収益用不動産を購入して賃貸住宅経営を始められた方が迷われることが多いのは、賃借人の部屋における鍵の取り扱いです。

1.賃貸物件のオーナーが、賃貸中の部屋の鍵を預かることの是非
賃貸借契約を締結した入居者は、入居日に鍵の引渡しを受けるのですが、その際に「鍵の1本は大家さんが保管しますので御了承願います」と言われることが大半です。

ところが、入居者より「大家さんが鍵を預かる理由はないと思うので、部屋の鍵は全部私が預かりたい」と言われることがあります。

確かに自分以外の人が合鍵を持っていることは不安であり、部屋に誰かが侵入することを警戒したい気持ちは理解できます。しかし、ほとんどのオーナーは鍵を預かります。その理由は以下の通りです。

火災や水漏れがあった際に、直ちに対応するため
火災警報器の音、または近隣の部屋における居住者からの異常発生の通報があった際に、部屋に直ちに入れるようにするために鍵を預かりたいとするものです。よくあるのは部屋から煙が出ているとか、玄関ドアの下から水が漏れているといった内容です。

多いのは洗濯機などに繋がっている水道管が蛇口から外れたことによる水漏れです。酷い場合は水が他室に流れ出し、下の階の部屋の天井にしたたり落ち、雨漏りを発生させることがあります。

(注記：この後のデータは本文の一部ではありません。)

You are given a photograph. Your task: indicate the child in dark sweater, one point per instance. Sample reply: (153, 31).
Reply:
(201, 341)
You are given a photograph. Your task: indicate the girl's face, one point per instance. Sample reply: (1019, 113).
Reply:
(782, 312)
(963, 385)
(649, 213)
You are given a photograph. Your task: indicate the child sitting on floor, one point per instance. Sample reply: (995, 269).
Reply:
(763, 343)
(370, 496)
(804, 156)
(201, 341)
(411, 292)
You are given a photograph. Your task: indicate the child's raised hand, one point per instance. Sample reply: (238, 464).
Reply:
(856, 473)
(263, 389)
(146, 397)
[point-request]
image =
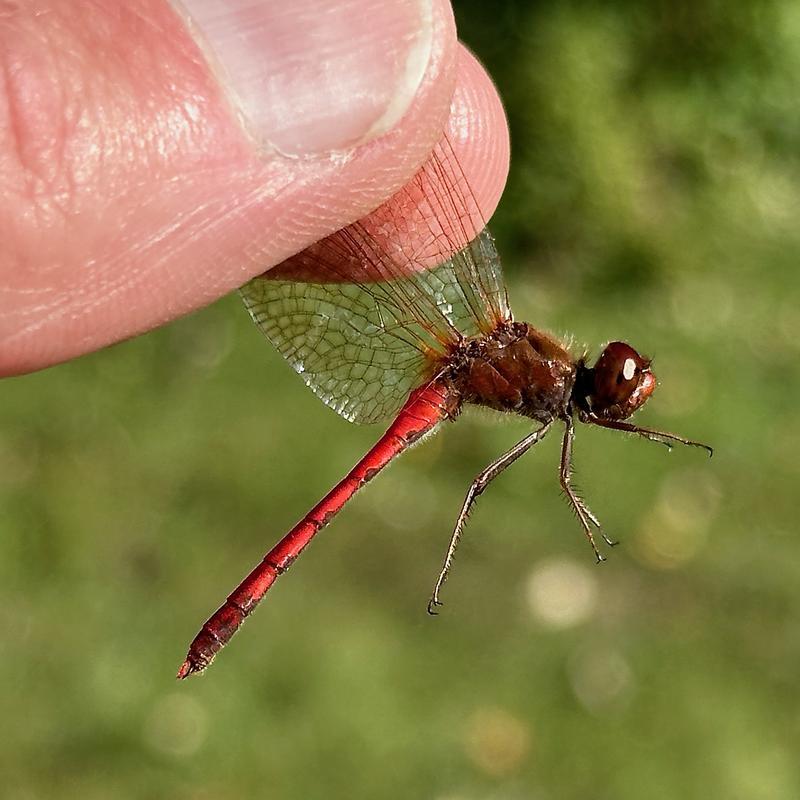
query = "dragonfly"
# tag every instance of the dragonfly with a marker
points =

長期間の行方不明、または室内で倒れている恐れがある等の場合に対応するため
状況により、室内の状況を確認する必要があります。

管理会社の担当者が同伴し、場合により警察官が立ち会った上で室内に立ち入ることになりますが、その際には合鍵が必要です。

オーナーに鍵を預けるべきか
様々な考え方がありますが、私は火災や不慮の事故が発生した場合のことを考え、オーナーは鍵を預かる権利があると考えます。

合鍵を持っているとしても、オーナーは賃借人の許可が無ければ部屋に立ち入れません。正当な理由がないのに部屋の鍵を開けて立ち入った場合は住居侵入罪に問われますし、賃借人から損害賠償を請求されることになります。

このことは、賃貸住宅経営を初めて行うオーナーに対し、不動産会社が詳しく説明しますので、オーナーがむやみに立ち入ることはほとんど無いと考えて構いません。

2.賃借人は、鍵シリンダーを自分で交換することが許されるか
オーナーが合鍵を持っていることが心配であるとして、オーナーや管理会社に無断で鍵シリンダーを交換する賃借人がいます。

しかし、部屋の鍵シリンダーが交換されていると、室内から煙が出ている等の場合に部屋に立ち入れません。オーナーまたは管理会社の担当者が室内に入れず、このために損害が大きくなった場合には多額の損害賠償を請求される恐れがあります。

それにオーナーや管理会社に断ること無く鍵シリンダーを交換する行為は、オーナーとの信頼関係を著しく悪化させる原因になります。無断交換は行わないことをお勧めします。